If you want to have the Enterprise versions( which aren't required), you just need 1 each of Nomad, Consul, Vault. Considering many people use Vault with Kubernetes anyway(due to the joke that is Kubernetes "secrets"), and Consul provides some very nice features and is quite popular itself, that's okay IMHO. Unix philosophy and all.



This is just false. I've run Vault in an Enterprise and unless something has changed in the last 12 months, Hashicorp's recommendation for Vaul has been 1 Consul cluster for Vault's data store, and 1 for it's (and other application's) service discovery.

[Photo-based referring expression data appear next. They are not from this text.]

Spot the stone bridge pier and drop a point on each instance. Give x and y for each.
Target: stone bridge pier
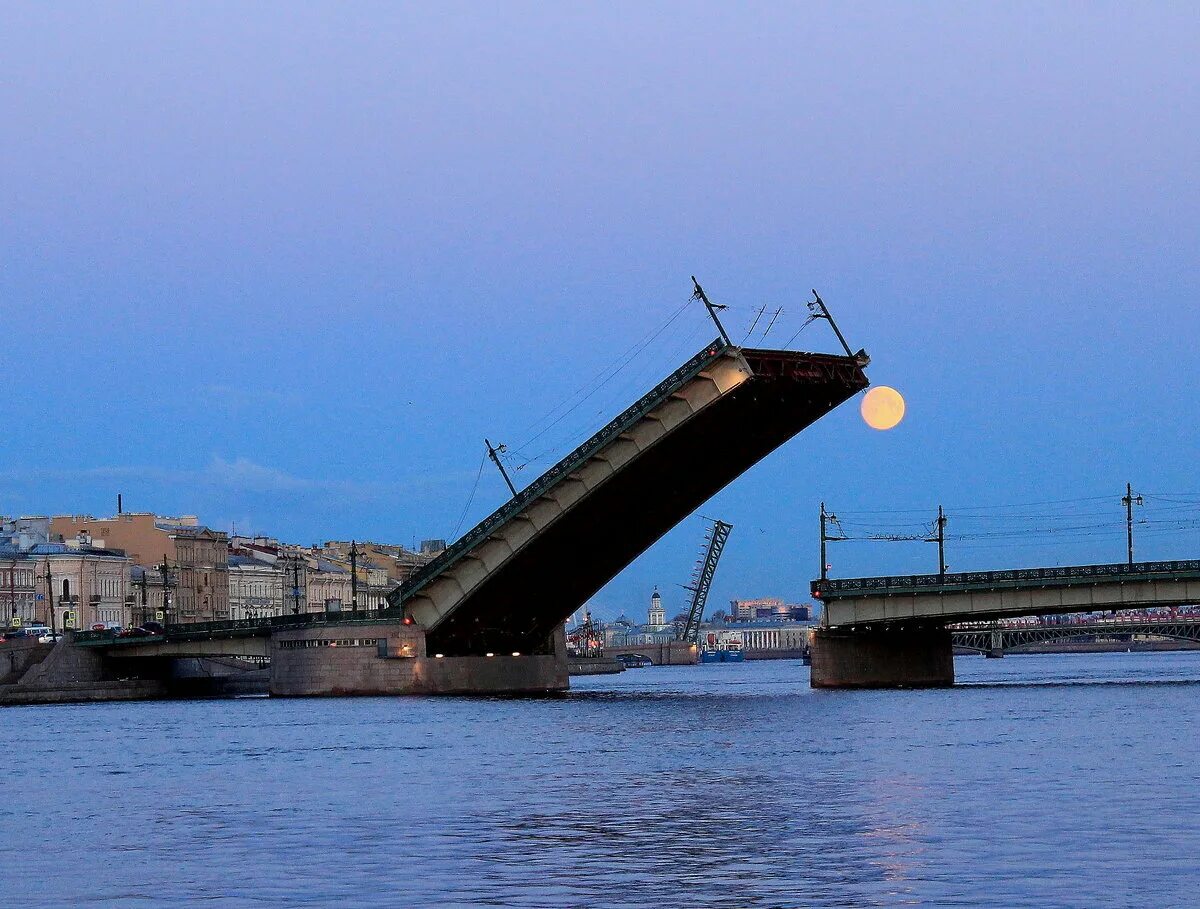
(891, 656)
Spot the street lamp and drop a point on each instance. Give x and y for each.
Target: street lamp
(49, 595)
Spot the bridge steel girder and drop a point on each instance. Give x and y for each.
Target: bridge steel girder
(1014, 638)
(233, 646)
(981, 605)
(509, 583)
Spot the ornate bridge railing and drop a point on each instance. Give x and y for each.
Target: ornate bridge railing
(990, 636)
(958, 582)
(231, 628)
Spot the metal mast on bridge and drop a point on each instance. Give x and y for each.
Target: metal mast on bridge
(702, 578)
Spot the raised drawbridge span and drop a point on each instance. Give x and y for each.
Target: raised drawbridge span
(511, 581)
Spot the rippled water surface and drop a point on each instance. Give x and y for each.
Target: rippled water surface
(1041, 781)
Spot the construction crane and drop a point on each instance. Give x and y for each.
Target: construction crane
(702, 579)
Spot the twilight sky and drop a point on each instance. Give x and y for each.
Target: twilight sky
(286, 266)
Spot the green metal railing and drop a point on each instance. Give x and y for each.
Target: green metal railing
(234, 627)
(1067, 576)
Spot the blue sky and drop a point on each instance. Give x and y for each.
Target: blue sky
(286, 266)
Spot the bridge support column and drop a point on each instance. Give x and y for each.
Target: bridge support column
(891, 657)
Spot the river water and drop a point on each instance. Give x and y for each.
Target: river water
(1039, 781)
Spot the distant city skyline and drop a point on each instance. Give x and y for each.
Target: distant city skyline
(291, 286)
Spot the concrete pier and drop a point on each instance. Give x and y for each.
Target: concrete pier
(889, 657)
(391, 658)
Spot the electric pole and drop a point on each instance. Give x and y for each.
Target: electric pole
(495, 455)
(143, 585)
(826, 519)
(699, 294)
(49, 596)
(166, 591)
(295, 584)
(1129, 500)
(941, 545)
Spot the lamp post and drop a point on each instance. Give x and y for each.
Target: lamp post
(49, 595)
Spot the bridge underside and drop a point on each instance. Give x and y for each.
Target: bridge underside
(893, 631)
(739, 408)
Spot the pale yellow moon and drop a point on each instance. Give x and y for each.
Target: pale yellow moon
(882, 408)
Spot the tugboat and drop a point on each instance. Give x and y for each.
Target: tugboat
(721, 646)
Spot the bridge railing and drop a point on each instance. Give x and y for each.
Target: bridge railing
(1013, 577)
(233, 627)
(565, 467)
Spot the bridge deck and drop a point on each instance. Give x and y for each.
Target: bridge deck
(1018, 591)
(526, 567)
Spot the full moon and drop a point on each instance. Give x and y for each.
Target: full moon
(882, 408)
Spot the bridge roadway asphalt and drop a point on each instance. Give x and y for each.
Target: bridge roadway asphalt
(975, 596)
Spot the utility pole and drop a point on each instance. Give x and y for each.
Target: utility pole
(826, 519)
(1129, 500)
(144, 597)
(295, 584)
(941, 545)
(12, 591)
(166, 591)
(699, 294)
(495, 455)
(49, 596)
(819, 305)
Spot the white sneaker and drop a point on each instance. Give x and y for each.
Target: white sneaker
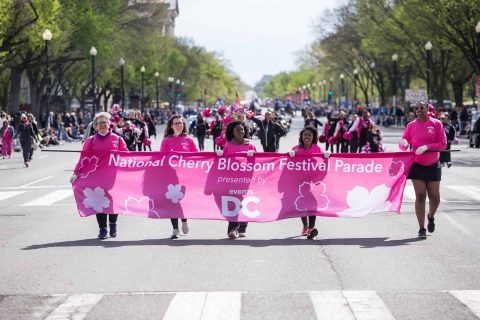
(175, 234)
(184, 227)
(233, 234)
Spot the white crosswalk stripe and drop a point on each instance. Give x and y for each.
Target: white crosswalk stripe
(332, 305)
(470, 298)
(9, 194)
(470, 191)
(75, 307)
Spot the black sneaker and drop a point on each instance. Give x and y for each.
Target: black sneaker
(103, 233)
(312, 234)
(422, 233)
(113, 230)
(431, 224)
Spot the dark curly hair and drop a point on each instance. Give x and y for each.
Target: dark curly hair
(229, 130)
(169, 126)
(313, 130)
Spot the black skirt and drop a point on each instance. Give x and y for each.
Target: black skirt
(426, 173)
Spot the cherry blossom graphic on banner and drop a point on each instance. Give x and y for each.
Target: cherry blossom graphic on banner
(262, 188)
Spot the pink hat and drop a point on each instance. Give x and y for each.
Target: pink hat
(115, 108)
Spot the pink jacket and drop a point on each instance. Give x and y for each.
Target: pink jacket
(180, 143)
(109, 142)
(236, 148)
(429, 133)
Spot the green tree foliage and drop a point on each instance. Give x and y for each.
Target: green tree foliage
(117, 29)
(362, 32)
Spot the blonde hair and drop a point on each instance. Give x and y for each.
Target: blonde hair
(105, 115)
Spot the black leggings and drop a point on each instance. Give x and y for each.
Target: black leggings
(240, 226)
(175, 222)
(311, 221)
(102, 219)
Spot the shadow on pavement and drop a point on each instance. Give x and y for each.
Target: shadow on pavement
(292, 241)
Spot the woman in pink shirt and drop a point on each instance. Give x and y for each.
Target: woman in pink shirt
(6, 133)
(103, 140)
(236, 134)
(425, 133)
(307, 145)
(177, 139)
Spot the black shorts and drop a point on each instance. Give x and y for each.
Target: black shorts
(426, 173)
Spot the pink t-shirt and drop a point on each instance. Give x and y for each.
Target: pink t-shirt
(314, 148)
(236, 148)
(180, 144)
(109, 142)
(429, 133)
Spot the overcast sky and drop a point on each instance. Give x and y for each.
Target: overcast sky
(257, 36)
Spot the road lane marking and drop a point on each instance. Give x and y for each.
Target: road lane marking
(36, 181)
(222, 306)
(331, 305)
(9, 194)
(75, 307)
(470, 298)
(186, 306)
(49, 198)
(470, 191)
(367, 305)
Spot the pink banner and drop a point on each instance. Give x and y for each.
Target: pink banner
(265, 187)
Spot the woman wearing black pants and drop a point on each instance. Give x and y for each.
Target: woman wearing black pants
(26, 135)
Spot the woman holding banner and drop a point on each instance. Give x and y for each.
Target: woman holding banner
(307, 145)
(103, 140)
(425, 134)
(177, 139)
(237, 142)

Sure Kubernetes's secrets is a joke by default, it's easily substituted by something that one actually considers a secret store.


https://www.vaultproject.io/docs/configuration/storage/raft

It's new but I think is quickly becoming preferred. I found trying to setup nomad/consul/vault as described on the hashi docs creates some circular dependencies tbh (e.g. the steps to setup nomad reference a consul setup, the steps for vault mention nomad integration, but there's no clear path outside the dev server examples of getting there without reading ALL the docs/references). There's little good docs in the way of bootstrapping everything 1 shot from scratch in the way most Kubernetes bootstrapping tools do.

Setting up an HA Vault/Consul/Nomad setup from scratch isn't crazy, but I'd say it's comparable level to bootstrapping k8s in many ways.


Cool, so that's certainly new. But even then, you're dealing with the Raft protocol. The different is it's built into Nomad compared to Kubernetes where it's a separate service. I just don't see Nomad and Co being that much easier to run, if at all.

I think Nomad's biggest selling point is that it can run more than just containers. I'm still not convince that's it's much better. At best it's equal.


> you're dealing with the Raft protocol. The different is it's built into Nomad compared to Kubernetes where it's a separate service

I don't really follow this. etcd uses raft for consensus, yes, and it's built in. Kubernetes components don't use raft across independent services. Etcd is the only component that requires consensus through raft. In hashi stack, vault and nomad (at least) both require consensus through raft. So the effect is much bigger in that sense.

> I think Nomad's biggest selling point is that it can run more than just containers. I'm still not convince that's it's much better. At best it's equal.

Totally agree. The driver model was very forward looking compared to k8s. CRDs help, but it's putting a square peg in a round hole when you want to swap out Pods/containers.


It's not that circular - you start with Consul, add Vault and then Nomad, clustering them through Consul and configuring Nomad to use Vault and Consul for secrets and KV/SD respectively. And of course it can be done incrementally ( you can deploy Nomad without pointing it to Consul or Vault, and just adding that configuration later).


I don't mean a literal circular dependency. I mean the documentation doesn't clearly articulate how to get to having all 3x in a production ready configuration without bouncing around and piecing it together yourself.

For example, you mention starting with consul. But here's a doc on using Vault to bootstrap the Consul CA and server certificates: https://learn.hashicorp.com/tutorials/consul/vault-pki-consu...

So I need vault first. Which, oops, the recommended storage until recently for that was Consul. So you need to decide how you're going to bootstrap.

Vault's integrated Raft storage makes this a lot nicer, because you can start there and bootstrap Consul and Nomad after, and rely on Vault for production secret management, if you desire.


> This is just false.

No it isn’t.

> I've run Vault in an Enterprise

At this point I am starting to doubt that claim.


It has been longer than 12 months that Vault has had integrated storage.